Calculating Correlations Between Daily Returns

Calculating Correlations Between Daily Returns
plt.figure(figsize=(10, 10))
ax = plt.subplot()
sns.heatmap(cm, annot = True, ax = ax);
Stock Prices Correlations

Correlation: High positive correlations among tech stocks suggest interconnected market movements and potential benefits of diversification.

Histogram for Daily Returns

# Stock returns are normally distributed with zero mean
stocks_daily_return.hist(figsize=(10, 10), bins = 40);
Stock Prices Correlations
# Grouping all data returns together in a list
# Making a copy of the daily returns dataframe
df_hist = stocks_daily_return.copy()

# Dropping the date
df_hist = df_hist.drop(columns = ['Date'])

data = []

# Looping through every column
for i in df_hist.columns:
  data.append(stocks_daily_return[i].values)
data

# Plotly's Python API contains a super powerful module known as figure factory module
# Figure factory module includes wrapper functions that create unique chart types such as interactive subplots
fig = ff.create_distplot(data, df_hist.columns)
fig.show()
Normalized Stock Prices

Normalization: Comparing normalized stock prices reveals varying magnitudes of growth, with Tesla demonstrating remarkable performance.

Additional Visualizations

# Plotting the daily returns
show_plot(stocks_daily_return, 'STOCKS DAILY RETURNS')
Stock Prices Daily Returns

Daily Returns: The distribution of daily returns provides insights into stock volatility, with some stocks showing more stability than others.

Conclusion

The visualizations and analyses conducted on the stock data provide several valuable insights:

  1. Trend Analysis: By visualizing raw stock prices over time, we observed distinct upward trends for tech giants like Apple (AAPL), Amazon (AMZN), Tesla (TSLA), and Google (GOOG). This indicates robust growth and market confidence in these companies. Conversely, companies like Boeing (BA) and IBM showed more fluctuation, reflecting industry-specific challenges and changes over the years.

  2. Impact of Market Events: The daily returns analysis highlighted significant volatility during certain periods, which often correlates with major market events.
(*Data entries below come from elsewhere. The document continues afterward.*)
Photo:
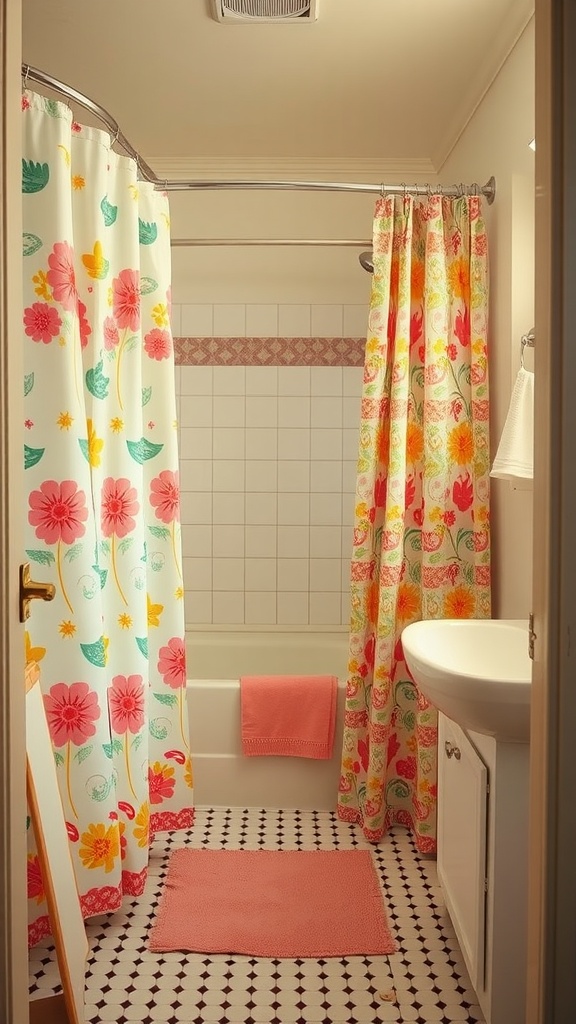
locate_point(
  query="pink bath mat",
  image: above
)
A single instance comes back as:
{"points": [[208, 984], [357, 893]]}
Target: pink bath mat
{"points": [[272, 903]]}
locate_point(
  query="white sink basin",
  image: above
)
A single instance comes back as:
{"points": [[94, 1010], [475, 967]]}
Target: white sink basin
{"points": [[476, 671]]}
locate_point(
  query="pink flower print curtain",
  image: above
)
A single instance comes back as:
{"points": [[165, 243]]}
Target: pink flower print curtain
{"points": [[103, 502], [421, 545]]}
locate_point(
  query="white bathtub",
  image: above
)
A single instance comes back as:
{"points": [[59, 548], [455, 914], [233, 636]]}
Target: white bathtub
{"points": [[222, 776]]}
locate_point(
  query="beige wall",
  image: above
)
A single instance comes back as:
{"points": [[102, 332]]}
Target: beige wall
{"points": [[496, 141]]}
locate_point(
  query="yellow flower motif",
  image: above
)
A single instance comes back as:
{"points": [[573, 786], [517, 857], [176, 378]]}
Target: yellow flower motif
{"points": [[154, 612], [65, 421], [141, 832], [101, 846], [42, 288], [160, 314], [95, 445], [32, 653]]}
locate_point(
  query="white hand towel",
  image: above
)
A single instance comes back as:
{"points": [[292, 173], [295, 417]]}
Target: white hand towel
{"points": [[516, 451]]}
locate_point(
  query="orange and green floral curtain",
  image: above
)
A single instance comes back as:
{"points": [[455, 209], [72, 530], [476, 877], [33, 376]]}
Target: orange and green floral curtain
{"points": [[421, 541], [103, 502]]}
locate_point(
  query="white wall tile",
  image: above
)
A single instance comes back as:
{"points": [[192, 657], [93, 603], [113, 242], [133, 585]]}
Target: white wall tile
{"points": [[197, 321], [326, 322], [326, 380], [325, 542], [229, 380], [260, 608], [293, 412], [293, 475], [260, 574], [326, 411], [261, 442], [293, 573], [293, 509], [229, 475], [294, 380], [228, 542], [230, 411], [261, 321], [325, 574], [228, 608], [228, 508], [228, 442], [293, 322], [261, 411], [196, 474], [196, 380], [260, 542], [261, 380], [292, 609], [293, 542], [293, 442], [261, 475], [228, 573], [260, 509], [325, 608], [326, 443], [230, 321]]}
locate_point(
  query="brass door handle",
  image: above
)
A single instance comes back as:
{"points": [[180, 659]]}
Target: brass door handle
{"points": [[31, 590]]}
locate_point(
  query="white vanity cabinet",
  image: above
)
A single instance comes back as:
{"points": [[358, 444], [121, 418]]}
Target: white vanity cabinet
{"points": [[483, 862]]}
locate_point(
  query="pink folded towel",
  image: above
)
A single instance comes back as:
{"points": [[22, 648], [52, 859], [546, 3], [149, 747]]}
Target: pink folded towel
{"points": [[288, 715]]}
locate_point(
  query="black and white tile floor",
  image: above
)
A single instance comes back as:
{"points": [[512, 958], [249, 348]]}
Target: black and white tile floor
{"points": [[424, 981]]}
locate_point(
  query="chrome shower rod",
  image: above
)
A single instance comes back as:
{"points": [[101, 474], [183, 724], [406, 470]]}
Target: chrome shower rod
{"points": [[31, 74]]}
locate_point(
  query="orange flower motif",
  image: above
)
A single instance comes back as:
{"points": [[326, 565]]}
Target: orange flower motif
{"points": [[460, 444], [459, 603], [100, 846]]}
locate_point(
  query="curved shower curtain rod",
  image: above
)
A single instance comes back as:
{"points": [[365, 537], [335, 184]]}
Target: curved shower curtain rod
{"points": [[42, 78]]}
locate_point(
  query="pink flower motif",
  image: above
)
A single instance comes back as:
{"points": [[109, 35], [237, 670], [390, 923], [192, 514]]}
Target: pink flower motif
{"points": [[41, 322], [126, 704], [111, 336], [71, 713], [158, 344], [57, 511], [119, 506], [165, 496], [171, 663], [126, 299], [62, 276]]}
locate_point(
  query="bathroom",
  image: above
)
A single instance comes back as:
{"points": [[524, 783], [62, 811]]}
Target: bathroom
{"points": [[288, 587]]}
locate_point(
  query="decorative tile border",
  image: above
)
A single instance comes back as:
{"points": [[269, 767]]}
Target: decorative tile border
{"points": [[270, 351]]}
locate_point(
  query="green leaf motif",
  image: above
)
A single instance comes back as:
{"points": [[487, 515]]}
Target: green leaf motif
{"points": [[110, 212], [94, 652], [42, 557], [142, 645], [142, 450], [32, 456], [148, 231], [31, 244], [148, 285], [96, 382], [34, 176]]}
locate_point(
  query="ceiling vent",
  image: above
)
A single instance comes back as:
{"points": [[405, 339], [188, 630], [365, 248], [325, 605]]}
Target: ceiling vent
{"points": [[259, 11]]}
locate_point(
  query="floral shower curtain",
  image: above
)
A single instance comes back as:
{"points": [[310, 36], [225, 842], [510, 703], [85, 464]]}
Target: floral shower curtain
{"points": [[103, 503], [421, 545]]}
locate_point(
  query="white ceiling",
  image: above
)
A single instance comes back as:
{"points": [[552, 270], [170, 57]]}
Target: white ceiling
{"points": [[371, 79]]}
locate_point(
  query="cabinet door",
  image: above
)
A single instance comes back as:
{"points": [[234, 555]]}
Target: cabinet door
{"points": [[462, 787]]}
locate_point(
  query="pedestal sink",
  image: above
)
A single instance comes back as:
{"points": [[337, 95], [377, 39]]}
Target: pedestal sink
{"points": [[477, 672]]}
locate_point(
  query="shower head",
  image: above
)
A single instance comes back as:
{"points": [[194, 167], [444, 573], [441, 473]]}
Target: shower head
{"points": [[366, 260]]}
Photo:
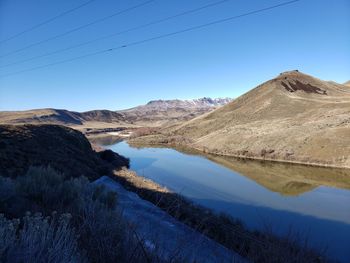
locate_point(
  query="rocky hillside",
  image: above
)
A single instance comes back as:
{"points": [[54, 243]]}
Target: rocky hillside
{"points": [[293, 117], [57, 116], [153, 113], [62, 148]]}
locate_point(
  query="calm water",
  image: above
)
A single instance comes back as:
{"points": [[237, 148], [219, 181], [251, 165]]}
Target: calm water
{"points": [[312, 201]]}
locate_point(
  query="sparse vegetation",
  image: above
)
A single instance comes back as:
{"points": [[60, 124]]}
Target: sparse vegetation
{"points": [[253, 245], [69, 221]]}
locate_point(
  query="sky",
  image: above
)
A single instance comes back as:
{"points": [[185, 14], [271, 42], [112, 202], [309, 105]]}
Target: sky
{"points": [[221, 60]]}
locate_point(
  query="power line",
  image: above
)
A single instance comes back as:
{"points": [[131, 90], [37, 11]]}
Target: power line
{"points": [[78, 28], [156, 37], [46, 21], [118, 33]]}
For example, notable dips in the S&P 500 index (sp500) can be linked to global economic events, such as the financial impacts of the COVID-19 pandemic in early 2020.
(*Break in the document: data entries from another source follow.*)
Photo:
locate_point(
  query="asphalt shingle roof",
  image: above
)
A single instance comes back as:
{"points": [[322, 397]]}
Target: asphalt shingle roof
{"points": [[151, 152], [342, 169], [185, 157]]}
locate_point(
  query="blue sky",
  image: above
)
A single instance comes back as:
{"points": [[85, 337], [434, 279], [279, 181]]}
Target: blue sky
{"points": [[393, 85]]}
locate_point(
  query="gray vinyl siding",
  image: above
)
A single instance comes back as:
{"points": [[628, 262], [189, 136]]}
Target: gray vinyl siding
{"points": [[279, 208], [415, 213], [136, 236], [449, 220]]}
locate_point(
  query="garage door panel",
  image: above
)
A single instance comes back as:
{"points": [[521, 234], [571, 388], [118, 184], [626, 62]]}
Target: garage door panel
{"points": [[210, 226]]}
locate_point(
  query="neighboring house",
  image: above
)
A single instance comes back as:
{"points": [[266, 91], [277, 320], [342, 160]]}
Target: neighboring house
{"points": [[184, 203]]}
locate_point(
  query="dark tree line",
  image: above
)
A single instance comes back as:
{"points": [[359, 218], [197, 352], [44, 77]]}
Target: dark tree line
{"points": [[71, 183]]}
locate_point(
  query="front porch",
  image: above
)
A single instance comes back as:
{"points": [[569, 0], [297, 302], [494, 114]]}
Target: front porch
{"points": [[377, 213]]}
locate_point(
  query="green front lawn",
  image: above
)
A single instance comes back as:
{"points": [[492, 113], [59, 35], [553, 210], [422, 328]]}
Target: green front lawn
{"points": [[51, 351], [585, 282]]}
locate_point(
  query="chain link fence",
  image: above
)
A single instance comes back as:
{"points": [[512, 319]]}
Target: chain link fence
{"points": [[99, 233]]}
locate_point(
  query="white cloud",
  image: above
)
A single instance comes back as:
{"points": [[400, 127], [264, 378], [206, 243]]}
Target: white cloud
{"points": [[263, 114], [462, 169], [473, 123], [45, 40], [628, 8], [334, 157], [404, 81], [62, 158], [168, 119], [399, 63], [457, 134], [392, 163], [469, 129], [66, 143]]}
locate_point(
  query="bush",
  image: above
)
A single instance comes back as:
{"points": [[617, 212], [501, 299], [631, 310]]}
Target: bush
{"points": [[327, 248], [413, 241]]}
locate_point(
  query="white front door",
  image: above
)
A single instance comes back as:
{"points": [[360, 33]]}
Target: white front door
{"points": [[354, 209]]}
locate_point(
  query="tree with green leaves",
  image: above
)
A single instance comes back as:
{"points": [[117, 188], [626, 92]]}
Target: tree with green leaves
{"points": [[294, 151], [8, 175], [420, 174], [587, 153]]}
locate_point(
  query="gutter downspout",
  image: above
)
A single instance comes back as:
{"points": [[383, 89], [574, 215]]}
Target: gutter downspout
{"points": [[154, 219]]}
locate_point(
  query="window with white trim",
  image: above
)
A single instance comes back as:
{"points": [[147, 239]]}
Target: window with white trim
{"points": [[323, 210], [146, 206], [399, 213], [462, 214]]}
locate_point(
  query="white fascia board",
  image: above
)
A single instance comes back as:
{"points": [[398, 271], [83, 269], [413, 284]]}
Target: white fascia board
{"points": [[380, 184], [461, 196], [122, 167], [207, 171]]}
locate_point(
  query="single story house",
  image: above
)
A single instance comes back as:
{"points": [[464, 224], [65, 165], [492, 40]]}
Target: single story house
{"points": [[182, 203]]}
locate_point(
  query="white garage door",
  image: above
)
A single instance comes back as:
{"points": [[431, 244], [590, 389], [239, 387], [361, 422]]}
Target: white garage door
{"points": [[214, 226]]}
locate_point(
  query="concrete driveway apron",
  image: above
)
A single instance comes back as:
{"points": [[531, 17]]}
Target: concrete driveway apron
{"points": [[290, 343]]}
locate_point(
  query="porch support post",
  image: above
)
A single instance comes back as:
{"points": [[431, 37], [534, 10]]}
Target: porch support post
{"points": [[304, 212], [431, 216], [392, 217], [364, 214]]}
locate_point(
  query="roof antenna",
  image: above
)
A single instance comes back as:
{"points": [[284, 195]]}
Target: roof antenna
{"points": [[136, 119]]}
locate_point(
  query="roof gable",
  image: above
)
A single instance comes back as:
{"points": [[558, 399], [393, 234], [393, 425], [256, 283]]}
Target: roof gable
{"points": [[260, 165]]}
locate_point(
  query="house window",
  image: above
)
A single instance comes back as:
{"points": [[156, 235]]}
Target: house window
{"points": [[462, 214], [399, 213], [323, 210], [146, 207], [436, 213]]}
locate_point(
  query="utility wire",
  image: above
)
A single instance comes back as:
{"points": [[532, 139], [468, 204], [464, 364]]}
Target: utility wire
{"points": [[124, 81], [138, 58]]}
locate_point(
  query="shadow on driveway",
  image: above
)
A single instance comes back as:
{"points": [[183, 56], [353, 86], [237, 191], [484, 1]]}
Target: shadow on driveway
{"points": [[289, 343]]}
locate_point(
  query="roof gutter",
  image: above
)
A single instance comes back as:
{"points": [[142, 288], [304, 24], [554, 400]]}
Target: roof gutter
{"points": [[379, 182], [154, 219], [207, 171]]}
  3. Cross-Stock Correlations: The correlation heatmap provided insights into how the stocks move relative to each other. High positive correlations between stocks like AMZN, AAPL, and GOOG suggest that these tech stocks often move in tandem, likely due to their interconnected business models and market influences. Meanwhile, lower or negative correlations with stocks from different sectors (e.g., MGM from the hospitality industry) highlight the diversification benefits of a mixed portfolio.
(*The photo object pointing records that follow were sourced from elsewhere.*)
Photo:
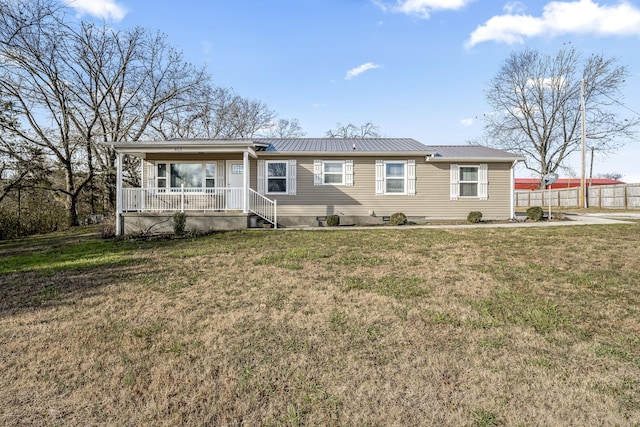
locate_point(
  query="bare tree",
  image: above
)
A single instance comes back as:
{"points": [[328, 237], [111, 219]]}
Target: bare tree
{"points": [[130, 80], [217, 113], [73, 85], [284, 128], [610, 175], [536, 102], [367, 130]]}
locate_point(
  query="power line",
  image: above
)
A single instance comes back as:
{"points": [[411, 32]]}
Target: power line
{"points": [[617, 102]]}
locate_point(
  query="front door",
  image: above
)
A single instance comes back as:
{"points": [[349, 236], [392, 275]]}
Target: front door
{"points": [[235, 184]]}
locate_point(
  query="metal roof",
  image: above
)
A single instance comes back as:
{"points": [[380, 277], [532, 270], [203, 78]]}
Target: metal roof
{"points": [[469, 151], [343, 145], [320, 146]]}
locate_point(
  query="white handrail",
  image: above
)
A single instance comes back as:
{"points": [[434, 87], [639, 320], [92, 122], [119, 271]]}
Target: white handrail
{"points": [[182, 199], [264, 207], [200, 199]]}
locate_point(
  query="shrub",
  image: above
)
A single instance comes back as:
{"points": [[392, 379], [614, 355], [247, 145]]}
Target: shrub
{"points": [[108, 226], [474, 217], [398, 218], [333, 220], [179, 223], [535, 213]]}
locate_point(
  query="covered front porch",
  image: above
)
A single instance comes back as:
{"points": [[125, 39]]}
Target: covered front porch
{"points": [[206, 179]]}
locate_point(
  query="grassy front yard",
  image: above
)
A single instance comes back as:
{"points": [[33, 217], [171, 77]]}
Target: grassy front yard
{"points": [[476, 327]]}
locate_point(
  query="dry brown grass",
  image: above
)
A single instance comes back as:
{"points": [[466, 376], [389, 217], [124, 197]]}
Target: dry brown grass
{"points": [[383, 327]]}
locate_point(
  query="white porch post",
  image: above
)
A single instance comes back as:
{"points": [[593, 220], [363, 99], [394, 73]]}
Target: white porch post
{"points": [[512, 201], [245, 183], [119, 230]]}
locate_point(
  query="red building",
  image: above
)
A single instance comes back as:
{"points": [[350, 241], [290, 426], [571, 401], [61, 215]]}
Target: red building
{"points": [[534, 183]]}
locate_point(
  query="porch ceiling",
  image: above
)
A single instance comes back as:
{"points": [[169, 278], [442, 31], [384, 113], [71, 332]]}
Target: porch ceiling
{"points": [[142, 149]]}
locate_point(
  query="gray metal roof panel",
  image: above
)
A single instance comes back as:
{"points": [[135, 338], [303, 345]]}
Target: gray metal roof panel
{"points": [[469, 151], [343, 145]]}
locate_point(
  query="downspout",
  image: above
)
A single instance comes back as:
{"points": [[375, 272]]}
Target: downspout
{"points": [[245, 181], [513, 191], [119, 230]]}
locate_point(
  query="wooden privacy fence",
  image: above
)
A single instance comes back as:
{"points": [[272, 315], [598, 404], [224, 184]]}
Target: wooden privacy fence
{"points": [[620, 196]]}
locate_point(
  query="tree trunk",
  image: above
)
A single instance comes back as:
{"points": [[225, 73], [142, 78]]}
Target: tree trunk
{"points": [[72, 198]]}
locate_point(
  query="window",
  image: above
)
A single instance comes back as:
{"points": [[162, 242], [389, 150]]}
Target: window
{"points": [[395, 177], [468, 181], [276, 177], [191, 175], [187, 174], [210, 175], [332, 173], [162, 175]]}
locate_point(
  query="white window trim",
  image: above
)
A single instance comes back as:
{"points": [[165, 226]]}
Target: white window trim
{"points": [[477, 181], [482, 182], [290, 177], [319, 173], [341, 173], [203, 171], [402, 193]]}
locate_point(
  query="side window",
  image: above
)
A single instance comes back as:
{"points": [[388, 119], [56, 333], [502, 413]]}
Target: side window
{"points": [[468, 181], [210, 175], [276, 177], [332, 173], [161, 175], [395, 177]]}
  4. Normalization and Comparison: Normalizing the stock prices allowed us to compare the relative performance of each stock from a common starting point. This showed that, while all stocks had periods of growth, the magnitude of growth varied significantly. Tesla (TSLA), for example, showed remarkable growth compared to other stocks, reflecting its market disruption and investor enthusiasm.

  5. Daily Returns Distribution: The histograms of daily returns demonstrated that stock returns generally follow a normal distribution with varying degrees of volatility. Stocks like TSLA and AMZN had wider distributions, indicating higher volatility, while others like T (AT&T) and IBM had narrower distributions, reflecting more stable performance.

Overall, the analysis underscores the importance of understanding both individual stock behaviors and their interactions within a portfolio. By leveraging data visualization, we can uncover trends, identify periods of volatility, and make more informed investment decisions.